As far as I can tell, it was neither illegal nor unusual for employers to beat their servants and apprentices in the mid-18th century.  However, the Brownriggs as a family and in particular, Elizabeth, took this “right” to extreme lengths.  The three girls were systematically stripped of their humanity and treated as worthless sub-humans upon whom any form of sadistic pleasure could be taken.  Note, however, that there are no allegations of sexual abuse as such.  This is redolent of the way that people were treated in concentration camps by the Nazi guards (see the case of Irma Grese, who saw her charges as “dreck” or rubbish ).

I quote here from the Newgate Calendar which neatly sums up Elizabeth’s criminality : “That Mrs Brownrigg, a midwife by profession, and herself the mother of many children, should wantonly murder the children of other women, is truly astonishing, and can only be accounted for by that depravity of human nature, which philosophers have always disputed, but which true Christians will be ready to allow.”

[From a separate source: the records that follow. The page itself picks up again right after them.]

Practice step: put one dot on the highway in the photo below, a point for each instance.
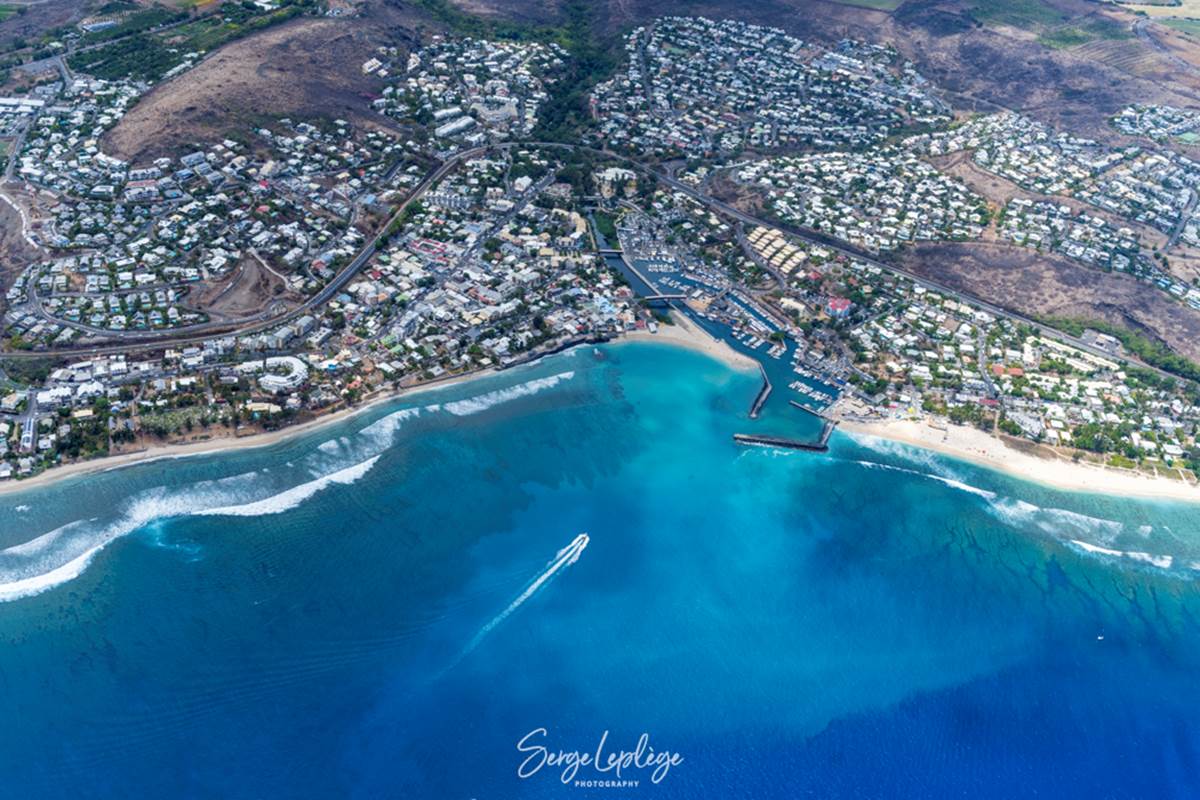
(198, 334)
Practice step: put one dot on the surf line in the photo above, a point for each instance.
(564, 558)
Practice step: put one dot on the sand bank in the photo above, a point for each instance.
(982, 449)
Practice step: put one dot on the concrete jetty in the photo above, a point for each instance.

One wonders whether Elizabeth was some sort of control freak who wanted and achieved total control over the girls through a constant reign of terror.  She seemed indifferent to their suffering and their injuries and yet went about her daily business of bringing the babies of the poor into the world.  Midwifery is surely a caring profession and she was seen as good midwife, and yet the other side of her character was that of an uncaring sadistic monster.  I somehow doubt that any tears were shed for her at Tyburn on that Monday morning!

 

Elizabeth Brownrigg’s crime was by no means unique.  Elizabeth Wigenton had been hanged on the 9th of September 1681 for a very similar murder.  Wigenton was a coat maker and had taken 13 year old Elizabeth Houlton on as an apprentice.  One day the girl’s work was unsatisfactory so Wigenton fetched one John Sadler to hold the girl, who was tied up and flogged with “a bundle of rods so unmercifully, that the blood ran down like rain till the girl fainted away and died soon after.”  At their separate trials at the Old Bailey, both she and Sadler were convicted of the murder and condemned.  He was hanged in March and she in September (probably because she had been pregnant at the time of her conviction).

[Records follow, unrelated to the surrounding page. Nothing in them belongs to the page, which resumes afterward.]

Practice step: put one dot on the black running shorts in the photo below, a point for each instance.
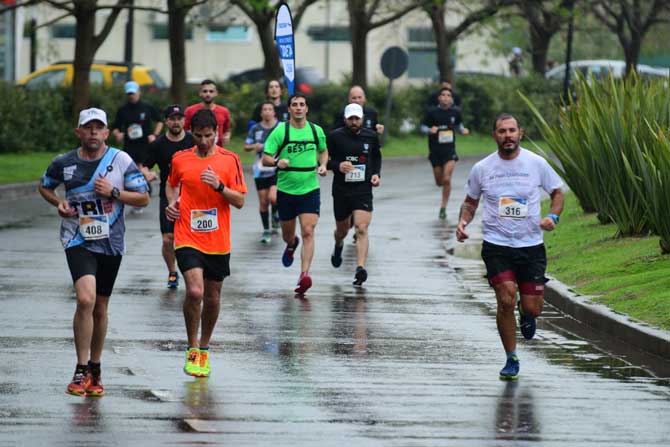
(289, 206)
(214, 267)
(345, 204)
(104, 267)
(265, 182)
(528, 264)
(442, 156)
(166, 225)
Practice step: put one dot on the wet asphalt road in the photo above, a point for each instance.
(411, 359)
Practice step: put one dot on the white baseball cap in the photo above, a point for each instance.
(92, 114)
(353, 109)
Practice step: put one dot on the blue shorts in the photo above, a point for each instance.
(289, 206)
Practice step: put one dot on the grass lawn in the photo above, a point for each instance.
(16, 168)
(628, 274)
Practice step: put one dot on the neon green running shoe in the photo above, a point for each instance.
(192, 365)
(204, 363)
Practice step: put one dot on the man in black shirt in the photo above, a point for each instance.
(356, 161)
(441, 125)
(133, 126)
(160, 153)
(357, 96)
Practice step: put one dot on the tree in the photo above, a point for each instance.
(362, 15)
(87, 42)
(445, 38)
(631, 20)
(545, 18)
(262, 14)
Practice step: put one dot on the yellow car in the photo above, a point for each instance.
(109, 74)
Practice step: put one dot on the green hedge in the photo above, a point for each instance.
(42, 120)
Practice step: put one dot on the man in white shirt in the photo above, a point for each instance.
(510, 182)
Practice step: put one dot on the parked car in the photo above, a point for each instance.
(603, 67)
(306, 78)
(60, 74)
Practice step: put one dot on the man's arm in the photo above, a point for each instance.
(468, 209)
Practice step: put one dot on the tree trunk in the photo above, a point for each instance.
(444, 67)
(359, 45)
(84, 52)
(271, 64)
(539, 43)
(177, 33)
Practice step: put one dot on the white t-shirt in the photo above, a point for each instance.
(510, 192)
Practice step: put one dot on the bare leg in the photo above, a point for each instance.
(193, 304)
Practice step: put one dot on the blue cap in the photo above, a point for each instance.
(131, 87)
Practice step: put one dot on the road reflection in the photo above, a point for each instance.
(515, 414)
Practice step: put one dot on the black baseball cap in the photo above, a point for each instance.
(174, 109)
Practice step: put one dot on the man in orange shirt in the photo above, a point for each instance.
(208, 93)
(204, 181)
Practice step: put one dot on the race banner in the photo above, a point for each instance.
(286, 44)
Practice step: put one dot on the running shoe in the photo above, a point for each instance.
(173, 280)
(526, 323)
(336, 257)
(192, 365)
(304, 283)
(511, 369)
(80, 382)
(204, 363)
(95, 388)
(361, 276)
(287, 257)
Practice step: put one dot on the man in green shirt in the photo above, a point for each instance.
(298, 149)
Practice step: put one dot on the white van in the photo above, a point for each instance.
(602, 68)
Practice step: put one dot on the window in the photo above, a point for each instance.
(52, 78)
(159, 31)
(329, 33)
(228, 33)
(63, 31)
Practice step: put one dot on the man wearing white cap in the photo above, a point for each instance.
(134, 127)
(356, 161)
(99, 180)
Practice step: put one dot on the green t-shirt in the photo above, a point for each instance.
(301, 152)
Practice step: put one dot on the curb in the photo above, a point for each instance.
(602, 318)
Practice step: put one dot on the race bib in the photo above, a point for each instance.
(513, 207)
(445, 136)
(357, 175)
(203, 221)
(135, 131)
(93, 228)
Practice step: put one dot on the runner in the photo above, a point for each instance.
(510, 182)
(161, 152)
(264, 177)
(133, 127)
(273, 93)
(204, 181)
(298, 148)
(355, 160)
(357, 96)
(208, 93)
(99, 181)
(440, 125)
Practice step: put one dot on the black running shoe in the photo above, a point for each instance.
(336, 257)
(361, 276)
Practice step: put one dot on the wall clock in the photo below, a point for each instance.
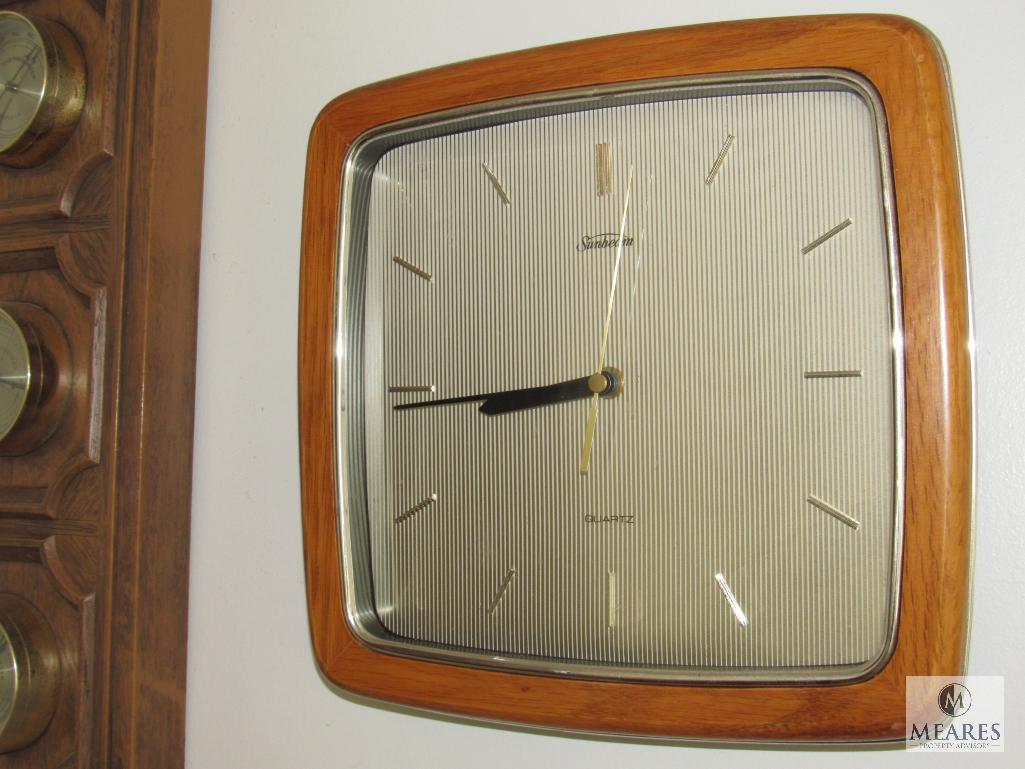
(636, 383)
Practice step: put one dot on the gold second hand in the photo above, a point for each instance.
(588, 436)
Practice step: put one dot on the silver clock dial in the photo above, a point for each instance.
(725, 252)
(23, 76)
(15, 372)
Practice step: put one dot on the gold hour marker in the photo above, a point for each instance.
(851, 373)
(732, 600)
(423, 503)
(603, 168)
(413, 268)
(612, 599)
(837, 514)
(719, 160)
(826, 236)
(501, 592)
(496, 184)
(411, 389)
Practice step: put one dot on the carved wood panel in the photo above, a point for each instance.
(101, 242)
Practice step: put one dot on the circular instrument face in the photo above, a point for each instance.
(15, 372)
(8, 678)
(23, 76)
(619, 382)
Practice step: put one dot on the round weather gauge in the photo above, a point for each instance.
(15, 372)
(42, 87)
(23, 76)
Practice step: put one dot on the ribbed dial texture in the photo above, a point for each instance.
(759, 375)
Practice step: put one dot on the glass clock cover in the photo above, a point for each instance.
(726, 250)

Other murderers of their servant girls were Elizabeth and Mary Branch who beat their 13 year old maidservant, Jane Butterworth, to death in 1740 and were hanged on Saturday, the 3rd of May of that year at Illchester in Somerset and Sarah Metyard with her daughter, Sarah Morgan Metyard, who were hanged at Tyburn on Monday, the 19th of July 1762 for the murder, by starving to death, of 13 year old Ann Nailer.